Although soldiers confiscated many of Mary’s possessions, she made sure they didn’t take her school bag.

“When soldiers came to our house, they took some of our things,” she said. “I was given a school bag by Plan International and this was taken by the soldiers, but I chased after them and got it back. I told them it wasn’t their bag—it was mine—so they gave it back. This was last year.

“My mother didn’t go to school but I wanted to go to school because I think it’s important. My father was given seeds and tools by Plan International last year, when the drought was very bad. After this, I was able to start school.

“Life was very bad before my father started farming, we didn’t have much to eat. Before we got help, we were only eating things we could find in the forest. We sometimes didn’t eat and when we did, we only ate once a day. We were eating wild fruits and vegetables. Mango from the trees—things like this, tamarind and other fruits.”

The seeds provided by Plan made an enormous impact on Mary’s life, and on the life of her family.

“But now things are better, and we eat twice a day—morning and evening. In the morning we will eat porridge and in the evening porridge again. This is my favorite food and what we eat the most. I also like rice. Sometimes we eat meat, but we cannot afford it often. If we could I would eat it more. Since my father started farming, we have been able to eat every day. When we had no food, we felt hungry and grew thin.

“At school, my favorite subject is social studies because it is easy to understand. I find science difficult. I want to get married and become a doctor because I want to help people and cure their sickness.

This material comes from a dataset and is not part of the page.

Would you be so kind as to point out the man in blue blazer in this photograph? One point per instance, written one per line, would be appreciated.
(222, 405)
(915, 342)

“My biggest challenge is hunger. Before, when we couldn’t afford food, this was hard. I don’t worry about this happening again, if my father is working in the garden, then there is no worry. My biggest worry is being hungry.

“My family has more financial security now so there is no danger of me being married early. I want to finish school first before I get married. I would like my children to have a good life, and have a job.

“One of my friends is married. She is 17 years old and has never been to school. She has three children now. She should have gone to school. School is important because if you go to school you will be able to have a successful life.”

Plan is supporting families in South Sudan by distributing seeds and tools so households can grow their own crops and are able to generate an income, allowing them to send their children to school. Plan also works with communities in the Lakes region of South Sudan to improve nutrition, promote good hygiene, and distribute dignity kits to adolescent girls so they can manage their periods effectively.